Little is known about the origin of the high-energy and sustained emission from solar Long-Duration Gamma-Ray Flares (LDGRFs), identified with the Compton Gamma Ray Observatory (CGRO), the Solar Maximum Mission (SMM), and now Fermi. Though Fermi/Large Area Space Telescope (LAT) has identified dozens of flares with LDGRF signature, the nature of this phenomenon has been a challenge to explain both due to the extreme energies and long durations. The highest-energy emission has generally been attributed to pion production from the interaction of >300 MeV protons with the ambient matter. The extended duration suggests that particle acceleration occurs over large volumes extending high in the corona, either from stochastic acceleration within large coronal loops or from back precipitation from coronal mass ejection driven shocks. It is possible to test these models by making direct comparison between the properties of the accelerated ion population producing the gamma-ray emission derived from the Fermi/LAT observations, and the characteristics of solar energetic particles (SEPs) measured by the Payload for Matter-Antimatter Exploration and Light Nuclei Astrophysics (PAMELA) spacecraft in the energy range corresponding to the pion-related emission detected with Fermi.
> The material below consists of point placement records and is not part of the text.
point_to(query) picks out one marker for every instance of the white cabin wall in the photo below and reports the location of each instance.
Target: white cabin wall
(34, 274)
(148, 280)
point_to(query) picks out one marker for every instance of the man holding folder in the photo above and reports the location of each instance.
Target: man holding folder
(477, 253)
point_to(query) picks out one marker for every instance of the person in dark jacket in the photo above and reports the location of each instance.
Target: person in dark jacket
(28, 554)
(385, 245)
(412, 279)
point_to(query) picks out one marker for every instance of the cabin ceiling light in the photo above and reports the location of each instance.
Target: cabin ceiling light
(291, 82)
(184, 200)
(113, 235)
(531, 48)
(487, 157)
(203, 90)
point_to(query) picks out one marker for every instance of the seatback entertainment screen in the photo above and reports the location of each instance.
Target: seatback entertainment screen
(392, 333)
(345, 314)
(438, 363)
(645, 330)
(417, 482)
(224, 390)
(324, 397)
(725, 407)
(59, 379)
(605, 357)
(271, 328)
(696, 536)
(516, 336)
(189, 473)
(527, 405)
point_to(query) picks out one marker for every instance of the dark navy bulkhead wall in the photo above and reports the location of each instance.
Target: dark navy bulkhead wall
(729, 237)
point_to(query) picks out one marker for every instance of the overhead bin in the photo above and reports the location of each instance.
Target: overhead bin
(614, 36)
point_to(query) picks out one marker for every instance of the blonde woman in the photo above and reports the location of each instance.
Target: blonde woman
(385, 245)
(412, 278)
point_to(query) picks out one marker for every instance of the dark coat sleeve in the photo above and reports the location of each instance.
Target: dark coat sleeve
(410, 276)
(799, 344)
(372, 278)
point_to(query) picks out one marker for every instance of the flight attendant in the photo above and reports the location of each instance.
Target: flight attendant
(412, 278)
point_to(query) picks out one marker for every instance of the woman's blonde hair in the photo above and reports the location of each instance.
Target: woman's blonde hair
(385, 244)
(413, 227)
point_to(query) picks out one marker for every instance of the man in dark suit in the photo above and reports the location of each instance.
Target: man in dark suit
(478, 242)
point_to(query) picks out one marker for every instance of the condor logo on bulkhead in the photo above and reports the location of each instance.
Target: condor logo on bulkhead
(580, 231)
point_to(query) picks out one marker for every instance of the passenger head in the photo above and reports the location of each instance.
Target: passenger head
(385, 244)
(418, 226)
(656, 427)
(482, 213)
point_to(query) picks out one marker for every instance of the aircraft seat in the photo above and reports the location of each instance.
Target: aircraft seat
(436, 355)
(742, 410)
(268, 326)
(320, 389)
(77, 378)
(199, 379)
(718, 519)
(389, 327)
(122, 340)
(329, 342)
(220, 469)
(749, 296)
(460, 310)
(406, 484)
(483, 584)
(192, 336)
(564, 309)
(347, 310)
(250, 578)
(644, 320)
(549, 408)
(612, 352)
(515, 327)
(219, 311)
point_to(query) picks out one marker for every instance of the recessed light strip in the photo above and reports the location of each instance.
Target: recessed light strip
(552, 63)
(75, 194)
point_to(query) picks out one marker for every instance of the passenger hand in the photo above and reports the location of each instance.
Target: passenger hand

For fourteen of these events we compare the two populations -- SEPs in space and the interacting particles at the Sun -- and discuss the implications in terms of potential sources. Our analysis shows that the two proton numbers are poorly correlated, with their ratio spanning more than five orders of magnitude, suggesting that the back precipitation of shock-acceleration particles is unlikely the source of the LDGRF emission.